Like in the Genesis sedan, power is sent to the rear wheels — proper in any real performance car. Fuel economy is rated 17/26-MPG city/hwy. You’ll burn more fuel than in a V6 domestic, but not much. If you’re that worried about it, go for the four-cylinder model and enjoy 21/30-MPG.

All you need is an iPhone (or similar device) to turn the Genesis into a Jetsons-era space coupe. Its twin-cockpit dash design is modern and sporty. Heated leather seats in contrasting brown leather looked great and gripped for fun. Automatic climate control, power sunroof and push button starting make the car easy to use.
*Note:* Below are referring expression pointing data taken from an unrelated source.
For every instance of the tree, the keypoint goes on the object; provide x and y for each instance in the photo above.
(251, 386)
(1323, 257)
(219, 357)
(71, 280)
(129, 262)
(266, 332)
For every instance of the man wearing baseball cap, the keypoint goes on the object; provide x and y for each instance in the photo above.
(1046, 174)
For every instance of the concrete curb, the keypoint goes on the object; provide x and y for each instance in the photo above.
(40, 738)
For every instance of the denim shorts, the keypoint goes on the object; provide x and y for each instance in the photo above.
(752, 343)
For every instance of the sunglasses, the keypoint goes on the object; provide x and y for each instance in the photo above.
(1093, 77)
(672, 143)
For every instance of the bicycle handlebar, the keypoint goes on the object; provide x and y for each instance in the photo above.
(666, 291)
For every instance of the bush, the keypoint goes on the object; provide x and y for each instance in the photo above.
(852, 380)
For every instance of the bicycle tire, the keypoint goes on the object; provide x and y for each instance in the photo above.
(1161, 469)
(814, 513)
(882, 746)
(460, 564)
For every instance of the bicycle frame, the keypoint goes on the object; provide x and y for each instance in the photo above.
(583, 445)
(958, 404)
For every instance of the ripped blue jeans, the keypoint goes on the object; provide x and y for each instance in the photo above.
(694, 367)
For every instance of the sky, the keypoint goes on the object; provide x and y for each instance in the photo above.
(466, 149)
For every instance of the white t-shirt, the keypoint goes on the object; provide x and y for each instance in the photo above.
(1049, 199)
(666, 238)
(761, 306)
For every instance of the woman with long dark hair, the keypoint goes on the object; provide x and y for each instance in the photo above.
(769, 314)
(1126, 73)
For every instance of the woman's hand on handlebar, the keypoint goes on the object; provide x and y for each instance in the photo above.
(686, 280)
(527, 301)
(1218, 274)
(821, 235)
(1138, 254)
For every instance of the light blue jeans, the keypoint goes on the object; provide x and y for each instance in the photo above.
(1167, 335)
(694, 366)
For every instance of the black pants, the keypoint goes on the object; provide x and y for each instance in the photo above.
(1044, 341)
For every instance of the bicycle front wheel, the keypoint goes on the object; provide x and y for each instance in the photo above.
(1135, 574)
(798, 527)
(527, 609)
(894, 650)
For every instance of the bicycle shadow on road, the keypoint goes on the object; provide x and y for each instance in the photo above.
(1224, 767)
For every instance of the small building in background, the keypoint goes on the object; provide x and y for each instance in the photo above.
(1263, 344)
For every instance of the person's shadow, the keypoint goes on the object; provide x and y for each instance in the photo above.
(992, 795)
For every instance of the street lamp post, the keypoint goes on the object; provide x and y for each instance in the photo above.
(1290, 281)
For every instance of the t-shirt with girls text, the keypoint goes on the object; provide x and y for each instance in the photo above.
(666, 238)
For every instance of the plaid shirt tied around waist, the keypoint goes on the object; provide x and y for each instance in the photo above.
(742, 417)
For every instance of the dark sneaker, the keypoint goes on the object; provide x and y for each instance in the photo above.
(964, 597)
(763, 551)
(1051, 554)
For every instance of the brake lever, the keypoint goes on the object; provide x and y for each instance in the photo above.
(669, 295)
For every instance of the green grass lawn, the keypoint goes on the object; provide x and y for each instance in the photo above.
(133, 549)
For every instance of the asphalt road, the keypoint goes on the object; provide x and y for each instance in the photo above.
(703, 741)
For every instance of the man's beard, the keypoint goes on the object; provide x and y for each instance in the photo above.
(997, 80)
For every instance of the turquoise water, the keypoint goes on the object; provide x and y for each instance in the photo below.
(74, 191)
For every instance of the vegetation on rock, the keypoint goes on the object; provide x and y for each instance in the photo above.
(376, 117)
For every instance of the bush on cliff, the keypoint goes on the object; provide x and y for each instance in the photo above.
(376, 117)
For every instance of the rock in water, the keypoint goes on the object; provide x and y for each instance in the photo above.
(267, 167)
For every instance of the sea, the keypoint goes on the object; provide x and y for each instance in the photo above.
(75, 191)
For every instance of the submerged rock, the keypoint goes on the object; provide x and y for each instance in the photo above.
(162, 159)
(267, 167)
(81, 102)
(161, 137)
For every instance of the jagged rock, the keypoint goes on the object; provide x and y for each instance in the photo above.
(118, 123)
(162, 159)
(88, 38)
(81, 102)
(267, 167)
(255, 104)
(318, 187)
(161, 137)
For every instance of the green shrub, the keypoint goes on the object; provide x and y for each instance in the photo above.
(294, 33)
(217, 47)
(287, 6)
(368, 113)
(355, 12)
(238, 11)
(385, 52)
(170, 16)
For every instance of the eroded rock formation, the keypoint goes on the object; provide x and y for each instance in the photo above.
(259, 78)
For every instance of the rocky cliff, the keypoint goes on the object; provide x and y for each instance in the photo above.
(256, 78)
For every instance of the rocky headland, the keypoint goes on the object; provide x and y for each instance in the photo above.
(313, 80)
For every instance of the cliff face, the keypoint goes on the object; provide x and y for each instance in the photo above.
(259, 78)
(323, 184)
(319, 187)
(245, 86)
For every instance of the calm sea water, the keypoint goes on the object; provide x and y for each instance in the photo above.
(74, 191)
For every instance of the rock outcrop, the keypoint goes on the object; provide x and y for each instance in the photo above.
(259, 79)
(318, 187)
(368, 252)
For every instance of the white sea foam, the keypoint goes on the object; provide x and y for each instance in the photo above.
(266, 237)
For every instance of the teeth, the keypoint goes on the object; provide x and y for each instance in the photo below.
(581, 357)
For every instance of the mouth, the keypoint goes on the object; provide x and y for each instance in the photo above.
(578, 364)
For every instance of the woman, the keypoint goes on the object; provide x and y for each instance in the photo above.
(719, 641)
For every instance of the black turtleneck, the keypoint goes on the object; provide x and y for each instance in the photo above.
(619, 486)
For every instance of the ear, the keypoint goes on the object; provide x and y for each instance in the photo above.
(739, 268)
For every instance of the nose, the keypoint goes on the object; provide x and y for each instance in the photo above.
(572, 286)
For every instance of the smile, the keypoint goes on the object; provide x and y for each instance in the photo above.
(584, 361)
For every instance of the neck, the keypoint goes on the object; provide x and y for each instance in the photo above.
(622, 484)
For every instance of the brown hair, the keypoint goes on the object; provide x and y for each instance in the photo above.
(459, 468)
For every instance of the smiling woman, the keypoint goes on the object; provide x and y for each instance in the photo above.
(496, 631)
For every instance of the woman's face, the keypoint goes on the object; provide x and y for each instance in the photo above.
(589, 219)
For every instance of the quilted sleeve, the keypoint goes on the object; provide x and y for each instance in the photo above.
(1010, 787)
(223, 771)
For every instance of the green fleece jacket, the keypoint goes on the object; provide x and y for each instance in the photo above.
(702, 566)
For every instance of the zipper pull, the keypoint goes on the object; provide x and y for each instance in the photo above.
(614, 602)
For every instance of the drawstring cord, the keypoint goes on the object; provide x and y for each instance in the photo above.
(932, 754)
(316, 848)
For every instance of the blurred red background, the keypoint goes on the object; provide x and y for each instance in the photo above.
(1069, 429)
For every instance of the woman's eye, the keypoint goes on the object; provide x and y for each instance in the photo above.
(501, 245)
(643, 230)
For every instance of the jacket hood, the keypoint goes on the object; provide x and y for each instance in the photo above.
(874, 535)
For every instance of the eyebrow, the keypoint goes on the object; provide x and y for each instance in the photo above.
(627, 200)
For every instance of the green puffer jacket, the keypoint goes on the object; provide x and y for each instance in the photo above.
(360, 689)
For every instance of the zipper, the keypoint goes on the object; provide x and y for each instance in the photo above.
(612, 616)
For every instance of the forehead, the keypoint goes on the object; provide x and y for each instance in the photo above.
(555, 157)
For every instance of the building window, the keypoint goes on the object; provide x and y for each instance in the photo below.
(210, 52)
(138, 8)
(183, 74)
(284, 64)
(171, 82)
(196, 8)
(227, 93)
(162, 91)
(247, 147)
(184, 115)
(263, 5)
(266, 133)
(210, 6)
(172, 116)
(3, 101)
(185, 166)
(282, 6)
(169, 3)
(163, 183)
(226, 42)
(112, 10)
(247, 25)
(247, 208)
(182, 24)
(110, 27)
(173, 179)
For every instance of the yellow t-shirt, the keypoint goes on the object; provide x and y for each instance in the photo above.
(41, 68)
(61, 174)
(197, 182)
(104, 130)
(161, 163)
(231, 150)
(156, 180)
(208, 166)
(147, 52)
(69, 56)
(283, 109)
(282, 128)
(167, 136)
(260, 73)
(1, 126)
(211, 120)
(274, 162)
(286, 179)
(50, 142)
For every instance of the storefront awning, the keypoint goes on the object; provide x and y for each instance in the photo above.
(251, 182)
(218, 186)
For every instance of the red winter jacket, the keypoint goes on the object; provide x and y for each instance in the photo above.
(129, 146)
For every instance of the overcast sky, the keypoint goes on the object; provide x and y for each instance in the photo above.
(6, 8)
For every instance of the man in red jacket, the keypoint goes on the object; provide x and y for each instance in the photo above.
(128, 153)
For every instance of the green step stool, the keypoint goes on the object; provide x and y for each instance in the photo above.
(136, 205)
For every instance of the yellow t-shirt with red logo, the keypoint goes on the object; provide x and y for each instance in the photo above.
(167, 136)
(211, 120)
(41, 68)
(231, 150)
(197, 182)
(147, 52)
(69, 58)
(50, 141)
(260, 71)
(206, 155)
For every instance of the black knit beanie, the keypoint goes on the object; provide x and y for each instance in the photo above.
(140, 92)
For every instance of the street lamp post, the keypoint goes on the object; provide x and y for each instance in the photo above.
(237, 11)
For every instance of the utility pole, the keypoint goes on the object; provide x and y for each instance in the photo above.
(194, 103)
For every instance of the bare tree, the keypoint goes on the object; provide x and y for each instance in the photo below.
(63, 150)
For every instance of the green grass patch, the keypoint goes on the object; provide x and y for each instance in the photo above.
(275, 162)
Even with in-dash navigation and a thumpin’ 10-speaker Sirius-XM Infinity audio system, the car seems simple. Plug your iPhone into the USB port to access all of your music through the car’s controls (easy-to-use menus are intuitive). Bluetooth lets you make calls using the iPhone’s contact list and service by pressing buttons on the steering wheel. Add one little device and the car becomes as sophisticated as any. Best of all, you can take that tech to go.

Engineers went all out creating the Genesis sedan’s chassis. Its four-wheel independent suspension system, five-links in back, is as sophisticated as high-end German units. They had clear minds when they carried over a stiffened version for the Genesis Coupe. Compared to other cars in its class, Genesis feels better planted over rough pavement, but is lively enough to carve up backroads with vigor. Somehow, it still manages to provide a comfortable ride on the highway and isn’t overly harsh on rough city streets. The chassis is a first-class design, and Genesis is a first-class ride.

Safety was a key point of the design. Dual front, front-side and side curtain airbags tally off the people protectors. Four-wheel anti-lock disc brakes, electronic stability control, traction control and electronic brake force distribution let the chassis contribute to avoid accidents in the first place. Active headrests help protect against whiplash in severe accidents.

I don’t have the heart to take a car and roast the tires off of it in a crazy testosterone-infused tear, but everybody tells me the Genesis is a riot among the drifting crowd. Its torquey rear-driven powertrain can spin the tires into liquid goo with a side of smoke; its precise suspension and steering let you put the car wherever you want it as if with thought alone. Amazingly, during a three-hour drive, the car was as mature and well behaved as any high-performance coupe I’ve driven recently.

If the Sedan heralded Hyundai’s arrival with an unapologetic luxury that can take on high-end German and Japanese models, then the Coupe is the sports car that puts the world’s pony cars on notice.
Genesis is giving the Mustang and Camaro their own brand of Asian hell while serving up a dish of burn for the Infiniti G37 and Nissan Z. An as-tested price of $29,425 rubs wasabi in the wounds.

This article appeared in the Dallas Voice print edition July 02, 2010.